Über den Gartenzäunen das zackig erstarrte Geäst von Büschen und Bäumen, alles zentimeterhoch mit Schnee bedeckt, schwarz-weiße Hieroglyphen der Natur, wie auf chinesischen Tuschmalereien. Der kleine Hund streicht mir um die Beine, das braune Auge immer wieder vorwurfsvoll zu meinem roten Gesicht erhoben: »Lieber Herr! Bei fast zwanzig Grad konntest du den Morgengang um die Ecke auch mal ausfallen lassen!« »Aber sieh doch, lieber Hund, den Rosenhauch über allem! Wenn die Sonne hoch ist, erlischt der ganze Zauber!« Ist kein Lyriker, mein Weggenosse, klemmt den Schwanz ein, trappelt auf höchstens drei Beinen hinter mir her wie ein Kamel am Halfterband.

Um jede einzelne Kiefernnadel hat sich ein zierlicher Kristallpanzer aus Rauhreif gelegt. »In drei Tagen gibt’s Tauwetter!« ruft mir die Nachbarin zu, bläst in die roten Finger und schwenkt die Tasche mit den Milchflaschen ins Haus. Nächste Querstraße steht ein ganz eingereifter Porsche auf dem Grünstreifen in der Mitte. Die Tür eingedrückt, ein Fenster zertrümmert; da hat’s die Nacht geschleudert und gebumst. Na, er wird doch nicht, der flotte Mann? War schließlich die letzte Fastnacht-Nacht.

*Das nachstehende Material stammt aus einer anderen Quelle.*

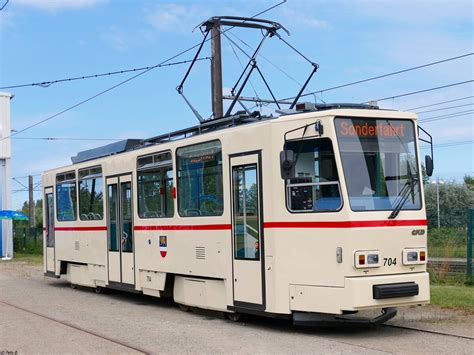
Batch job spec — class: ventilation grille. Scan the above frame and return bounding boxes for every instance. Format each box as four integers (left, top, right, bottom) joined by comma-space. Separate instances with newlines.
196, 247, 206, 260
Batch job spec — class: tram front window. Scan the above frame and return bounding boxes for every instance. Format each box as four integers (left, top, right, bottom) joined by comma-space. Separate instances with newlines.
286, 138, 342, 212
335, 118, 421, 211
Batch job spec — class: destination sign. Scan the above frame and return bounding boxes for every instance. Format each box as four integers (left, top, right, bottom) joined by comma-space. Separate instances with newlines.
338, 120, 405, 137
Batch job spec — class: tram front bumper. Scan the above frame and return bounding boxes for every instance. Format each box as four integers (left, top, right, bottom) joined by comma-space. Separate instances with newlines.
290, 272, 430, 314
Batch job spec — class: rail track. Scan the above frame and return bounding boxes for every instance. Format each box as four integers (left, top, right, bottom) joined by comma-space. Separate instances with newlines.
380, 324, 474, 340
0, 301, 149, 355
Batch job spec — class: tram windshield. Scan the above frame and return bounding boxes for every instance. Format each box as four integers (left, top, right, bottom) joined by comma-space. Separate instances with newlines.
335, 117, 421, 211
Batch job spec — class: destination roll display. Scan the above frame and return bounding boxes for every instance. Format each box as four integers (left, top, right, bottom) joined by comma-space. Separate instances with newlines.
337, 120, 405, 137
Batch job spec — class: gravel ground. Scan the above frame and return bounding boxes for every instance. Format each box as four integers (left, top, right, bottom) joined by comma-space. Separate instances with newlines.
0, 262, 474, 354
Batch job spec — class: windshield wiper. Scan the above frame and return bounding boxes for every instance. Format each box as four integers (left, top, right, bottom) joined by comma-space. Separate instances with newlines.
388, 162, 419, 219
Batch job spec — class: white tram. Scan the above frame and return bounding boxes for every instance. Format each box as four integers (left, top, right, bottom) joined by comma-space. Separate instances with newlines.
43, 105, 433, 323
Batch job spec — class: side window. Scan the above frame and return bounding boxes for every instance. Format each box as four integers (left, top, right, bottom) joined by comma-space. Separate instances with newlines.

Nun aber um die letzte Ecke. Das eingekrümmte, hoppelnde Hundetier ist ein Bild des Jammers. Mich beißt auch die Kälte wie mit Eiszähnen ins Ohr. Da laufen die ersten Kinder zur Schule. Der Ranzen trommelt rhythmisch auf die kleinen Schultern. Dem Peter mit den viel zu großen Skistiefeln kullern Tränen über die runden Wangen; aber er lacht, es ist nur die kalte Luft, so unmittelbar nach dem mollig-warmen Bettchen. Und winkt ihm Bärbel, seine kleine Schwester, heute nicht nach? Richtig, da oben hockt sie wie jeden Morgen auf’m Fensterbrett. Aber man sieht nur, wie sie mit aufgeblasenen Backen ein Loch ins Eisblumenmuster haucht; darüber vergißt sie ganz das Rausgucken und Winken.

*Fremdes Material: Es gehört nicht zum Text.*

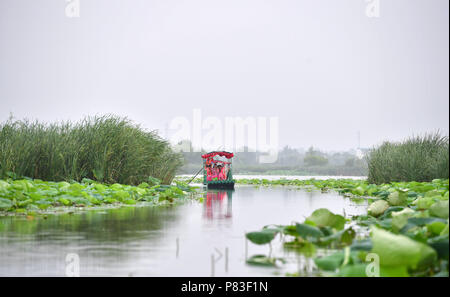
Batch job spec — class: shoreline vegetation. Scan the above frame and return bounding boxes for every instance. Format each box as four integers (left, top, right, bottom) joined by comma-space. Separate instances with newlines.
0, 115, 183, 185
237, 179, 449, 277
0, 116, 449, 276
0, 178, 198, 216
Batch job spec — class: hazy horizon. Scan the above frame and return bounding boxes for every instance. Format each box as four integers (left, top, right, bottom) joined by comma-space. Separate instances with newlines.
0, 0, 449, 151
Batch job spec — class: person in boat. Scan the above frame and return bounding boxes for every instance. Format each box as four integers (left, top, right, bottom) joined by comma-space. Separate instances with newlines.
217, 164, 227, 180
206, 163, 213, 181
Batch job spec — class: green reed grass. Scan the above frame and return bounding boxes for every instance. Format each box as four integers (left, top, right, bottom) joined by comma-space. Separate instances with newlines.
367, 132, 449, 184
0, 115, 182, 184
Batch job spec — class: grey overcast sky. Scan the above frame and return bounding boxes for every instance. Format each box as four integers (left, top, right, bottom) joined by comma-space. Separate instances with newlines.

Da ist sie, ein goldener Feuerball über dem neuen roten Dach des Eckhauses; sie strahlt groß und gelassen, die Wintersonne, aber gar nicht wärmend durch eine mächtige Kiefernkrone. Der borkige Stamm glüht auf, aber der Rosenhauch über der Welt ist hingeschmolzen. Hinter den großen Scheiben des Architektenbüros sehe ich die jungen Zeichner ihre weißen Mäntel anziehen. Einer sitzt schon hinter dem Reißbrett, den Kopf schwer in die Hand gestützt. Kommt er geradewegs vom »Schrägen Zinnober«, dem Faschingsball der Kunsthochschule? Seine spitze, weiße Nase sieht mir sehr danach aus. Aschermittwoch.